You needed one another, that was the thing. As much as he hated people, he knew he was meant to be with them. You needed your own kind. Even if you were surrounded by 17 million other creatures, you needed people, living people, not electronic facsimiles of them. You needed the flesh of your flesh, blood of your blood, DNA of your DNA. Your body knew it even if your mind thought it was far too clever for primitive allegiances based around a shared genome. His body definitely knew it. Having actual physical sex with an actual physical woman felt like that moment in The Shawshank Redemption when Andy made it out from the sewers and stood in the rain and raised his hands to the sky and praised the heavens.
The woman said she hadn’t even seen a human in two years, TWO YEARS. He couldn’t imagine living that way without even a phone for a distraction. Despite being an unapologetic introvert, he couldn’t fathom such complete isolation, and she seemed nowhere near as antisocial as he was.
And that raised a question, one he’d thought might come up over the course of the night, but she seemed quite adept at avoiding it. That question was why. Why had she picked up stakes and moved across the galaxy to live alone in an unheated cargo bay on a space station? With no prospects, no connections, no friends? Who in their right mind did such a thing? And why was she willing to go hungry rather than give out her security number?

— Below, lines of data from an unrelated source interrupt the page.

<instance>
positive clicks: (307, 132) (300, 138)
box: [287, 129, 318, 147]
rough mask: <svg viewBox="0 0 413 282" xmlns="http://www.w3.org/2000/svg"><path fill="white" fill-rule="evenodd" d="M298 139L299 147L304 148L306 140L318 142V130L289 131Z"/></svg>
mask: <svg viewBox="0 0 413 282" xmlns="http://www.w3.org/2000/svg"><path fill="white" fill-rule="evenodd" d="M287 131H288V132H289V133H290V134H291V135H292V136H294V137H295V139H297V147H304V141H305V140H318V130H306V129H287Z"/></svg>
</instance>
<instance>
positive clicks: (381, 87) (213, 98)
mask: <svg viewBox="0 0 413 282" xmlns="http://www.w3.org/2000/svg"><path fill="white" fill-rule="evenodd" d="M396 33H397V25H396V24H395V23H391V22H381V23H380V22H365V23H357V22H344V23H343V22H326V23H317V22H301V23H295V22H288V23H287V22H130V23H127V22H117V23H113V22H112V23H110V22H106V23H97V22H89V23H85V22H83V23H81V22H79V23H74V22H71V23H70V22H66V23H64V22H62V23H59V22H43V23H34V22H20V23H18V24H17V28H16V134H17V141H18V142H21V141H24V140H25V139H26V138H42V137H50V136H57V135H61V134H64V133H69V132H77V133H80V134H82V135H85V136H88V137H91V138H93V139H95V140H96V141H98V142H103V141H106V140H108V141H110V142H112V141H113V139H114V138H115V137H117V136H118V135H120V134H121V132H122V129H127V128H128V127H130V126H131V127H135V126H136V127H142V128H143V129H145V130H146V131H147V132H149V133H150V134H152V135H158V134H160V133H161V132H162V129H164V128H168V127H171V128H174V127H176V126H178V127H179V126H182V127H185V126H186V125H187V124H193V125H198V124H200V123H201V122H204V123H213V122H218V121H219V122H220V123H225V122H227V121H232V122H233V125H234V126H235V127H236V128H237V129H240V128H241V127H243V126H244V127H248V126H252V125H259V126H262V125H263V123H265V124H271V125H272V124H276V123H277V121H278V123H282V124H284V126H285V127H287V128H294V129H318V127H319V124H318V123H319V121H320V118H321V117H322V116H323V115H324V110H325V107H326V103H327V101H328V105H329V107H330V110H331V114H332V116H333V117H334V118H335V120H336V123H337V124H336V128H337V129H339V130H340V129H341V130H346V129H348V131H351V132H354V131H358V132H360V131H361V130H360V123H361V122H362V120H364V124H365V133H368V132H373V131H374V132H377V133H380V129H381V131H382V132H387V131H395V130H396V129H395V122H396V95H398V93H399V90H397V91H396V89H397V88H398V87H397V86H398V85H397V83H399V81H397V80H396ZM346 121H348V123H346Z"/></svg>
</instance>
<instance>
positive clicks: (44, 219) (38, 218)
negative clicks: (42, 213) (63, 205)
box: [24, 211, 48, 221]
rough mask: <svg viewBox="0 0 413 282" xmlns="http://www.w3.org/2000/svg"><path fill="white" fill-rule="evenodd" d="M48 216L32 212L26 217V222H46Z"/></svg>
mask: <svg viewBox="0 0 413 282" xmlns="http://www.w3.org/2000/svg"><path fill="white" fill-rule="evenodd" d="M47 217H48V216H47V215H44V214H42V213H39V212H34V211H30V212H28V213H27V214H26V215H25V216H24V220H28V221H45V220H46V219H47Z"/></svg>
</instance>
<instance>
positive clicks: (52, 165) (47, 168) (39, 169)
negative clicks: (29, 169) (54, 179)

A man, bad man, she’d said, and that was all she’d said.
As bad as it could be – and Nicky had certainly seen enough incidences of domestic violence over his career to know they could be bad indeed – what could have driven her to such desperation? Did they not have authorities on her planet? Could she not have sent the man to prison?
After eight years, surely even the most obsessed stalker would’ve given up?